On Feb. 8, a virtual infrastructure event was held with Marcus Powlowski, Member of Parliament for Thunder Bay—Rainy River, Greg Rickford, Ontario Minister of Energy, Northern Development and Mines, Ontario Minister of Indigenous Affairs, and MPP for Kenora—Rainy River, and Harold McQuaker, Mayor of the Township of Emo.

The federal government announced it is allocating $286,000 to improve the quality of potable water in the Township of Emo, through the Green Infrastructure Stream of the Investing in Canada plan with the government of Ontario contributing over $238,000. The Township of Emo will also provide more than $191,000 for the project.

The project supports needed upgrades to Emo’s water treatment facility by flushing existing water pipes to remove excess sand build up, installing an intake screen to prevent blockages, upgrading the chemical feed system and installing a switchover panel and an ion exchange treatment solution which softens water and removes unwanted minerals.

“Long-term investments in infrastructure are key to building healthy and resilient communities while also providing important services to our residents,” Powlowski said. “Most importantly, it will improve the quality of water for Emo.”

The upgrades will improve the facility’s performance, lengthen its lifespan and ensure residents in Emo have access to good quality drinking water.

Rickford said this investment will fundamentally improve Emo’s water treatment facility and preserve the community’s access to clean and reliable water for years to come.

The purpose of the project is to also support the reduction of Trihalomethanes (THMs) and Haloacetic acids (HAAs) in the drinking water.
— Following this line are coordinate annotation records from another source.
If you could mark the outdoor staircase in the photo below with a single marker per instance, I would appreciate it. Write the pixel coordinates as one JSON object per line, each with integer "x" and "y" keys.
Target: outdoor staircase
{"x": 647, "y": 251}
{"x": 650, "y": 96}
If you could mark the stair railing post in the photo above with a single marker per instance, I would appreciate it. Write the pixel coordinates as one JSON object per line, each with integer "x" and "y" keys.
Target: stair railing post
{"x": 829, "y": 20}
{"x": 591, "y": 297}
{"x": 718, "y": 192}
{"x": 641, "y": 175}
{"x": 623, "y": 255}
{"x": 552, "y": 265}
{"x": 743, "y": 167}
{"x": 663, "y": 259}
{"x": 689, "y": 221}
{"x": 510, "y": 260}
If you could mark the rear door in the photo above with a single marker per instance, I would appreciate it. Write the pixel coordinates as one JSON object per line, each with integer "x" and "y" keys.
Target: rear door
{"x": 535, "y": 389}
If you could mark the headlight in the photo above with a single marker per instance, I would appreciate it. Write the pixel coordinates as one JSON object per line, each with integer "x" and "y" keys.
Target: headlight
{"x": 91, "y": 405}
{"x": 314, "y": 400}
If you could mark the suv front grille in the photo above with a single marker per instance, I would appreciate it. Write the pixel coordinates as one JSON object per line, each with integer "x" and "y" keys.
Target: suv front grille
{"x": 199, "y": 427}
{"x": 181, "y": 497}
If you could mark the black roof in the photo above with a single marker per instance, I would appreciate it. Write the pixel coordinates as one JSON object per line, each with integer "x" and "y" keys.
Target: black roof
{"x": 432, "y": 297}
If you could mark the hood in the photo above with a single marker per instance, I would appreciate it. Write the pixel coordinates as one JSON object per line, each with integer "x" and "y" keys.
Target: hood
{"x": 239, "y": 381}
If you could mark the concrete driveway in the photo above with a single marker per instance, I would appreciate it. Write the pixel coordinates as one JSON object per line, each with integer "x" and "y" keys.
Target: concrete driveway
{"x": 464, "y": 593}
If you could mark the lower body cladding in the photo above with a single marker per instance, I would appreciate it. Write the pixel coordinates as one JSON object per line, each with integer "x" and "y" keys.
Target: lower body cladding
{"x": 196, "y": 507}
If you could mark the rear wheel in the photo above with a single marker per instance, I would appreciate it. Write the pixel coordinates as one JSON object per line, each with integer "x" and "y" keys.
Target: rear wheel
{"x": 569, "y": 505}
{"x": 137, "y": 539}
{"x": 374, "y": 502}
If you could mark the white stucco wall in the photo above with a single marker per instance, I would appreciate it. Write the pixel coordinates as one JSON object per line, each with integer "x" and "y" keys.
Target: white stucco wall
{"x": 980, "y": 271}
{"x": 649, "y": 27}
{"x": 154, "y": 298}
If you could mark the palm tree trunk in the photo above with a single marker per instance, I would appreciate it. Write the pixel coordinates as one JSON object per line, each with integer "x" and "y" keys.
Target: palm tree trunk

THMs and HAAs are the most common types of disinfection byproducts found in chlorinated drinking water and can be harmful if too much of it is present.

Ontario Clean Water Agency said there is a certain limit within ministry regulations that THMs and HAAs must remain below and in some of the tests done of the water, it was going over the limit, which prompted action to upgrade the system.

McQuaker said the town greatly appreciates the assistance provided by both the federal and provincial governments and that this project will ensure continued safe and reliable potable water for current and future residents of Emo.

The project is aiming to launch this week and be completed by the end of the year.